For four years, we have carried the same rank. When I passed the commander's test, Captain Picard wrote me a letter of congratulations. It was an awkward thing, but he sometimes finds it easiest to express himself when he has time to edit his words. "This crew has a tendency to forget that you are not only an excellent counselor, but an excellent officer," he wrote. "I hope that this will help you remember."
Every morning, I fasten three gold disks to the collar of my uniform and remind myself that I am a Starfleet commander. I have sat in the center chair of the fleet's flagship, and I have done her as proud as I could. (I only crashed her once.) Starfleet has been sending me on sensitive espionage missions. I am ordered to probe the enemy's thoughts and wrap up her secrets in the recondite corners of my mind. I have made a career of keeping confidences.

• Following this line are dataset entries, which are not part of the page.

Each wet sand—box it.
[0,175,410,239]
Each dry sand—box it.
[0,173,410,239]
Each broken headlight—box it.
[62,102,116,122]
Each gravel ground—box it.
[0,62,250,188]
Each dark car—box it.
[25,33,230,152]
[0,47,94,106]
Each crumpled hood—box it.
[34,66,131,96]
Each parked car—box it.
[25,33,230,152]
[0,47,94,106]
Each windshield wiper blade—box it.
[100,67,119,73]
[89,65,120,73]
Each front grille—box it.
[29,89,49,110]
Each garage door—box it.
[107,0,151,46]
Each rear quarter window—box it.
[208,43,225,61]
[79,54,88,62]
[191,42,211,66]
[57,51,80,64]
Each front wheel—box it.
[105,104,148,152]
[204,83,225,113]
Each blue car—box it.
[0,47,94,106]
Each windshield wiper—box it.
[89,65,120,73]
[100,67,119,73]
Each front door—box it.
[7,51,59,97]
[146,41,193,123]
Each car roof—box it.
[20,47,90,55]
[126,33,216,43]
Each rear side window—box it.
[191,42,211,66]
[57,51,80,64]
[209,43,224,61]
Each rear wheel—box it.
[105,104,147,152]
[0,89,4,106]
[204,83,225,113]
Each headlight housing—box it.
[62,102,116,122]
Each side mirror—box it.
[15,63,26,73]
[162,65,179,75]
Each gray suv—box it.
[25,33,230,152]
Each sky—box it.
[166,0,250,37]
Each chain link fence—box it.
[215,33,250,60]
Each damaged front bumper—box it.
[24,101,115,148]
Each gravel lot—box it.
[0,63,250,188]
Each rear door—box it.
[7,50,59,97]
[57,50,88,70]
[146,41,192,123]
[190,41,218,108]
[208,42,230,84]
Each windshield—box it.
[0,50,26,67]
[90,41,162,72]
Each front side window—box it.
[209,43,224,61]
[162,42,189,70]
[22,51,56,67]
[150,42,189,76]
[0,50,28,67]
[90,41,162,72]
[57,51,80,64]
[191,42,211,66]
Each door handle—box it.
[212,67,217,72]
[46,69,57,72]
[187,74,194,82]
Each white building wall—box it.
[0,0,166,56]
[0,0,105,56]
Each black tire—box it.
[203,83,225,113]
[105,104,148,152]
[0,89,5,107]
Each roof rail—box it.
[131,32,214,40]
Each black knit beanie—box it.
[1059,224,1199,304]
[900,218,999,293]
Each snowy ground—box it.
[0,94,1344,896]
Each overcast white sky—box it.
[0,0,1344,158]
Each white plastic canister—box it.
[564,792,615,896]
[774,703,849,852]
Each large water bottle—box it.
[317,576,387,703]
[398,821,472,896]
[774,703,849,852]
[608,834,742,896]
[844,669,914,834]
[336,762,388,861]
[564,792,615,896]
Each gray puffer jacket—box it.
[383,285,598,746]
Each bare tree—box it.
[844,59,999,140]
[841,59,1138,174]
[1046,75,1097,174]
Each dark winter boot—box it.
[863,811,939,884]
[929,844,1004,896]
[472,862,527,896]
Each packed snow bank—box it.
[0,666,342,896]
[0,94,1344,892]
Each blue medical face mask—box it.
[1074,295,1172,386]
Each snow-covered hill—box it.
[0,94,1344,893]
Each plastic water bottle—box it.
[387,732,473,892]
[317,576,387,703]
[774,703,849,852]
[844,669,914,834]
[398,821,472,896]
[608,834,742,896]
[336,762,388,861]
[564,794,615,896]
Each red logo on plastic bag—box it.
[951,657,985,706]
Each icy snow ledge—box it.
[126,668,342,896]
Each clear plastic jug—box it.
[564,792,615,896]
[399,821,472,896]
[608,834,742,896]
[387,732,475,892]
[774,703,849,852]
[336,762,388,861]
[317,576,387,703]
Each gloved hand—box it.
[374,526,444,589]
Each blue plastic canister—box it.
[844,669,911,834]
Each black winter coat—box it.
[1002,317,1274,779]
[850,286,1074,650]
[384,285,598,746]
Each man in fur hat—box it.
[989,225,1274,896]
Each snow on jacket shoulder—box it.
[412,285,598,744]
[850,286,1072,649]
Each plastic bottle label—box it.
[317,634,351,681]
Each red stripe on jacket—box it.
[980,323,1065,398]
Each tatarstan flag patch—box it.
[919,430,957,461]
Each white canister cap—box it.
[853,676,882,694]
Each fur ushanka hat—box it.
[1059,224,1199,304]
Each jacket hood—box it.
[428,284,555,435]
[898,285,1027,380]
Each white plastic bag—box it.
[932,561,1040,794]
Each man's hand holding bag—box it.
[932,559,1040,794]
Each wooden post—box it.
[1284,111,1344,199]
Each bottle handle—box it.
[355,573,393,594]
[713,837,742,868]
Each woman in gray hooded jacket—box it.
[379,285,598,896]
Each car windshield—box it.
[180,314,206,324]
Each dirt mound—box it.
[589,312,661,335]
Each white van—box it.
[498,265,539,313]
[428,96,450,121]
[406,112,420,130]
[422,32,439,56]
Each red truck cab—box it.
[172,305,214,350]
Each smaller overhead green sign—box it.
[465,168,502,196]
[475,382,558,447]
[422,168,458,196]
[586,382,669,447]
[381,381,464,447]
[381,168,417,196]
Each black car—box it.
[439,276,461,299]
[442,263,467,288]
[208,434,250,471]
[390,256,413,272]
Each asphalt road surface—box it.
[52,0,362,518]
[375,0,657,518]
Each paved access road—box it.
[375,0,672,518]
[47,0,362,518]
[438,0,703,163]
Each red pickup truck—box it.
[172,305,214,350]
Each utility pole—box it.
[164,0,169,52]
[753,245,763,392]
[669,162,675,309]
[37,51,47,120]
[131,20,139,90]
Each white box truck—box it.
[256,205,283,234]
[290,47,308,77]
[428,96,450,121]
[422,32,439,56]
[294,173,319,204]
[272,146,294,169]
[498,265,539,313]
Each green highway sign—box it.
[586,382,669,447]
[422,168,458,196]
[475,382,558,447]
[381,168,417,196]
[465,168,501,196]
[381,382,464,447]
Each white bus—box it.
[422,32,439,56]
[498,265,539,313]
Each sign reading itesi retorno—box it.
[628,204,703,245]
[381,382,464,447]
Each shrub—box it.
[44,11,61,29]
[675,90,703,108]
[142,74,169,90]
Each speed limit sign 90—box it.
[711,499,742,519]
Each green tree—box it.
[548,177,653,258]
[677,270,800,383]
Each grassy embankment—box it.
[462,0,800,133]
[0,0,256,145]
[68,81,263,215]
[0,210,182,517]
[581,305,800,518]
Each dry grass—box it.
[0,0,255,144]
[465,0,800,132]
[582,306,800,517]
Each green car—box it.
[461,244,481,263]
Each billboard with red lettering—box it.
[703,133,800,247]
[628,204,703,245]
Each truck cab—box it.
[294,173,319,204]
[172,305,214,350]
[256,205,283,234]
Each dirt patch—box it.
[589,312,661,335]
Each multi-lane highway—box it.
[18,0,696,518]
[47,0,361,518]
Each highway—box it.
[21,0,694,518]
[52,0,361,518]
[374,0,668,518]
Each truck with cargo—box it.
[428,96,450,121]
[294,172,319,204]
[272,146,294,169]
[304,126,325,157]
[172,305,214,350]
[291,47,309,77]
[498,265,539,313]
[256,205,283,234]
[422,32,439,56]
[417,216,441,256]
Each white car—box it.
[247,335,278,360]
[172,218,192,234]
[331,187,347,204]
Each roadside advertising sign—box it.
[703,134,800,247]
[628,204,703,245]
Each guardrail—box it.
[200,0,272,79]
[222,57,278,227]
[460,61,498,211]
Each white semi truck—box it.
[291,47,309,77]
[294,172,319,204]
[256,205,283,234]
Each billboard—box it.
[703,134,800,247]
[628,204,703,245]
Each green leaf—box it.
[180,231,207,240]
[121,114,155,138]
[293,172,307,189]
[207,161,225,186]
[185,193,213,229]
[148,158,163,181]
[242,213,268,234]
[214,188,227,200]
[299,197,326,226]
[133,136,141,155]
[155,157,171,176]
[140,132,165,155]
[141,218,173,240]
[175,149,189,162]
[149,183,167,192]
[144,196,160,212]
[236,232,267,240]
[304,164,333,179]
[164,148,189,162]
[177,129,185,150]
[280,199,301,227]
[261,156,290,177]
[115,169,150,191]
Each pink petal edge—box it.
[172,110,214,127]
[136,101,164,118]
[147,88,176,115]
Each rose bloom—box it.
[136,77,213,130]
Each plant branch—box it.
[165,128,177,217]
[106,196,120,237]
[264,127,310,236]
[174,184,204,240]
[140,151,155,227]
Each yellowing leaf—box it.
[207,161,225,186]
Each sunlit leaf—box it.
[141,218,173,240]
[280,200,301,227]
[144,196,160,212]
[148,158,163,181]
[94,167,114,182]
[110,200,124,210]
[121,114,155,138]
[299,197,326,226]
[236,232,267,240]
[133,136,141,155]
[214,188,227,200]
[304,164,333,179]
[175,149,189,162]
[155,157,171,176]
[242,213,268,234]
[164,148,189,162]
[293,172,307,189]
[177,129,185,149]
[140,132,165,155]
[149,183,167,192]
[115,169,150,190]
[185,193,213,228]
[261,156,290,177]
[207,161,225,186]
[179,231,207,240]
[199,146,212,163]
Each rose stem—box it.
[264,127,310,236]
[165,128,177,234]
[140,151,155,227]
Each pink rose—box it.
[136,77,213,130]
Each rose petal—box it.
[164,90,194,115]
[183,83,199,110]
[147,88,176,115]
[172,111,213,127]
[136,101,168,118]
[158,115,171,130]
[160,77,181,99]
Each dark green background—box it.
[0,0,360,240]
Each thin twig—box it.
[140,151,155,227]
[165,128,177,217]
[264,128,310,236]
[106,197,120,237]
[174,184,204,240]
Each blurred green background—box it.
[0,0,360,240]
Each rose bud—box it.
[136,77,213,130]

Will still wears his heart on his skin, which is probably why he still wears three pips on his uniform. I knew for a week before he offered me an engagement ring, but I wasn't the only one who guessed. I faked my surprise when he slipped it on my finger. The next day, I had to explain to everyone, "I told him that I don't know." They didn't have to feign their shock.
I said that I didn't know because I knew, and I knew it would hurt him. I can't be a Starfleet wife. I have worked with many of them; they have been my patients and colleagues, my friends. Yes, one was a lover, years ago-- a husband, but most civilian spouses are cut from the same cloth. They would rather be cheerleaders than heroes. They are ambitious only for others.
Yesterday, I had a subspace conversation with Captain Liu of the Dazai. She's in the market for a new first officer. The Dazai is a medical ship. It makes hard, long runs with emergency aid and supplies. It lies about its cargo; it sees unspeakable suffering and shrouds its memories in the Prime Directive. Medical ships are often the first to go down in border disputes or failures to convince hostile aliens of humanitarian intentions. Captain Liu thinks that my background in psychology and my honed empathic abilities will be profound assets.
When Will asked me to marry him, I said that I wasn't sure. When Captain Liu asked me to sit at her right hand, I could not muster a single hesitation.
In two weeks, the Enterprise will rendezvous with the Dazai. I'll tell Will that I'll never stop loving him. He'll believe me. I'm sorry about that. I'm sorry that he'll never know.